Peck
Milano, 16 gennaio 2018 - Il grande Robert Louis Stevenson pubblicava il suo romanzo «Treasure Island» e nello stesso anno, il 1883, il signor Francesco Peck, salumaio di Praga, apriva un negozio di salumi e carni affumicate in via Orefici, che se non era propriamente un’Isola del Tesoro lo sarebbe diventata un po’ di anni dopo. Nel 1918, fine della Grande Guerra che i nuovi proprietari, i signori Magnaghi, avrebbero salutato portando bottega e sapienza gastronomica nell’attuale sede, in via Spadari. Leone Marzotto ci arriva tutte le mattine appena passate le 8, «a piedi» perché abita vicino e perché le camminate aiutano a pensare, e i pensieri a decidere. Così, 100 anni dopo, Peck si prepara a mettere al mondo un proprio clone, in una città che ha sempre percepito questo brand come un talismano della Milano bene ma anche un pezzo di patrimonio collettivo.
Dopo l’estate, con una formula da «gastronomia di quartiere» che sottintende il preciso intento della gestione Marzotto: 300 metri quadrati, posizionata tra Pagano, Monti e City Life e la medesima formula di via Spadari, anche se s’intuisce che Peck stia cercando di svecchiare l’immagine un po’paludata del passato, senza rinunciare alla discrezione, alla tradizione e al buongusto. Con tanto di visione allargata oltreconfine, perché nel mondo i punti vendita di prodotti Peck non mancano ma una grande vetrina conta: la prima scommessa sarà su Londra, con l’idea di un «Made in Milan» più che un «Made in Italy», prodotti e sapienza di una metropoli lombarda che anche sola crea opinione e la sa vendere. Certo, da Peck è facile convocare il passato. Ma si scopre come la nostalgia non abbia più molto credito e lo abbia invece il coraggio di stare al passo.

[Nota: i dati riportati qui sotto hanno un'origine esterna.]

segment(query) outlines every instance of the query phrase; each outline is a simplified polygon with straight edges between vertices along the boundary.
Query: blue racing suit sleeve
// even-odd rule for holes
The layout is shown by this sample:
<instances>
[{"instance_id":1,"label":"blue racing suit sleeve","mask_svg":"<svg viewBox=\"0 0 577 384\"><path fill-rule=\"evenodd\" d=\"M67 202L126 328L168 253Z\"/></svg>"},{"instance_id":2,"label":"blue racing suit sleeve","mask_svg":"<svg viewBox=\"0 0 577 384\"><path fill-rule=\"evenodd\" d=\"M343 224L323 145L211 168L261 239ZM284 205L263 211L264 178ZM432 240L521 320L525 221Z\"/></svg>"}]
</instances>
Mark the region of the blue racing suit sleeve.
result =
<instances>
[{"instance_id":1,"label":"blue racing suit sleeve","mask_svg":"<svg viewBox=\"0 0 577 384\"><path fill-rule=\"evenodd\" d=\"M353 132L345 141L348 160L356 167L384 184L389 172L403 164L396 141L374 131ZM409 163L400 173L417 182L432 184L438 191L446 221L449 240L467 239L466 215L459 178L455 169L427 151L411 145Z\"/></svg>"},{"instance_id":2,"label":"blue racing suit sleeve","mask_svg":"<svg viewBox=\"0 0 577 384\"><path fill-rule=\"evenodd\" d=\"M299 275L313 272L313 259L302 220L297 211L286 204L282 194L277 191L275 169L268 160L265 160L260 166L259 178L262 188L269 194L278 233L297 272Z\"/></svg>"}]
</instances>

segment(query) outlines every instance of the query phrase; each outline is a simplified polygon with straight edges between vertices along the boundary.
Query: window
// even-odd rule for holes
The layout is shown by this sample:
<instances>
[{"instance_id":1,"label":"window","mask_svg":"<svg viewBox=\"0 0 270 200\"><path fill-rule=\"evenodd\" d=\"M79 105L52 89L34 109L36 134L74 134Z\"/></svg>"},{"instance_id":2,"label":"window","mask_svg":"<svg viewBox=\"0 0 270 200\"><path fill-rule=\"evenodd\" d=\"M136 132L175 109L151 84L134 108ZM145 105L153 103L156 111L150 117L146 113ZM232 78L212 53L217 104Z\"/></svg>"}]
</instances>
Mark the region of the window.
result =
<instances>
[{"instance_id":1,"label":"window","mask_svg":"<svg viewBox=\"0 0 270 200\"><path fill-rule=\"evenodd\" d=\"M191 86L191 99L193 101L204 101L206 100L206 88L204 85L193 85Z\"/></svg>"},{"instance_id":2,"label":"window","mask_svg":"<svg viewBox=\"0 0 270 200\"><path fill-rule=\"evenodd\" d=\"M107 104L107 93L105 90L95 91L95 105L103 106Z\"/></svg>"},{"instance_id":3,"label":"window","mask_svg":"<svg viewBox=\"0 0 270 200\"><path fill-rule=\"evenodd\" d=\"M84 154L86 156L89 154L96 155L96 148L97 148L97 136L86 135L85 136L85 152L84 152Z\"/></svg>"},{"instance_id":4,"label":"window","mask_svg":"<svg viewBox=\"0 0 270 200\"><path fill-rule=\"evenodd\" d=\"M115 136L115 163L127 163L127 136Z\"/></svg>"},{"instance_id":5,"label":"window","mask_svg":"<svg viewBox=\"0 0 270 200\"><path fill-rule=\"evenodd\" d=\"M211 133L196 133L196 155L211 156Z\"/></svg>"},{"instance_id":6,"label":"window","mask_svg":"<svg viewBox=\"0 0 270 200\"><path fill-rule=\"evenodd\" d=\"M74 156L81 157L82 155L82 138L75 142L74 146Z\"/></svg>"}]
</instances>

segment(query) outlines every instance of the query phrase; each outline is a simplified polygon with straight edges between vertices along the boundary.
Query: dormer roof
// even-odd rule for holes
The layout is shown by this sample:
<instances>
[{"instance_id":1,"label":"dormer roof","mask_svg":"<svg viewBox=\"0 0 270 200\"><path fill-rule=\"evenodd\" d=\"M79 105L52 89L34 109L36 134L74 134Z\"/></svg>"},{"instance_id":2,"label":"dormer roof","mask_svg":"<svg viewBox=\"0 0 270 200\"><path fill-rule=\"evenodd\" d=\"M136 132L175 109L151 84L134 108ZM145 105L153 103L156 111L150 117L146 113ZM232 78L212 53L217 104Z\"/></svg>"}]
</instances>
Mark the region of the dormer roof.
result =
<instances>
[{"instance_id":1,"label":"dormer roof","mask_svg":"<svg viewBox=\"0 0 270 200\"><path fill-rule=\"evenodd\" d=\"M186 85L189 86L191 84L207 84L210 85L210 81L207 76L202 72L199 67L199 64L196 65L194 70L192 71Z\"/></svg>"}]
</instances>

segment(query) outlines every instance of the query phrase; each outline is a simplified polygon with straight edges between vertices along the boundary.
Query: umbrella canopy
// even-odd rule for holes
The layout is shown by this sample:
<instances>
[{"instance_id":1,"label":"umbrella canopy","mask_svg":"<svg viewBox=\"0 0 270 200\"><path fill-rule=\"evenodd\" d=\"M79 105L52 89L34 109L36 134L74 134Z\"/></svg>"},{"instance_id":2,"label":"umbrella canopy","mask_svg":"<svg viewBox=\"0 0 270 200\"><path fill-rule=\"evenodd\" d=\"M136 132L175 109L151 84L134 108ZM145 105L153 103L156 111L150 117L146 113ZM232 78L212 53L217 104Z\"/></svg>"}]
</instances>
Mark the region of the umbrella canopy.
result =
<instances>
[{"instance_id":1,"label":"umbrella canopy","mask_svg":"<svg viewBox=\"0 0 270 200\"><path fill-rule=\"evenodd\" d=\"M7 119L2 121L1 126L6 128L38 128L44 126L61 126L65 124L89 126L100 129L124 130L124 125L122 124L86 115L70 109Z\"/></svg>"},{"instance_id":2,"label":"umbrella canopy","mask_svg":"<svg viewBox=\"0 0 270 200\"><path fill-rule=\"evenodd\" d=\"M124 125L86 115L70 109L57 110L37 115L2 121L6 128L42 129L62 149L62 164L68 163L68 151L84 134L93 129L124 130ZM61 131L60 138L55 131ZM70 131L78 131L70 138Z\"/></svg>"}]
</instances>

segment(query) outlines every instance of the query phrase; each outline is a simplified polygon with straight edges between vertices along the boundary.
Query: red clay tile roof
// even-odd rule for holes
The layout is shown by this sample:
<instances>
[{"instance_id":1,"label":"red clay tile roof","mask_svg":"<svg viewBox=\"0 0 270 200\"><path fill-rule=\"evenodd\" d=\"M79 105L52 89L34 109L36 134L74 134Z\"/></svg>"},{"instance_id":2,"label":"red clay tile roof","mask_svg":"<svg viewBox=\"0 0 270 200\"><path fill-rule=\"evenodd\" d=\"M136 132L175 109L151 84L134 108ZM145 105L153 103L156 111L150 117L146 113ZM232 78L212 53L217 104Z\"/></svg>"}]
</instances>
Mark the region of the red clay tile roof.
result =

Con i tempi, con un pubblico che è quello di ieri ma è anche di oggi e domani: il ristorante «Al Peck», un presidio della buona cucina milanese e fascia alta che rimarrà tale, seppure con qualche ritocco migliorativo; l’Italian Bar a pochi passi dal negozio, che presto funzionerà anche la sera; e il «Piccolo Peck», esperimento riuscito di «mangiare in gastronomia». Parabola di un brand che pure non intende abdicare al suo ruolo: essere il «concept-store» dei sapori meneghini, il laboratorio dove si affinano formaggi e bresaole seguendo regole calviniste e severissime, ma anche il lussuoso mercato coperto dove i prezzi di paté, mascarponi e piatti pronti non sono low cost, ma solo perché la qualità estrema ha un prezzo. Con qualche chicca della maison che attizza la curiosità, come il marbré, stracotto di carne di selvaggina a dadini, cotta e presentata con pistacchio, tartufo nero e gelatina. Leone Marzotto evoca Angelo Stoppani come il grande saggio della storia di Peck, che nel 2013 aveva passato il testimone a suo padre Pietro Marzotto. E ricorda la sua raccomandazione quando lui, giovane avvocato civilista, una manciata di anni fa ha accettato l’invito di papà Pietro e deciso di seguire da vicino le sorti dell’azienda di via Spadari: «Trasformare un prodotto cattivo in uno buono è impossibile. Per trasformarne uno buono in cattivo, basta un attimo».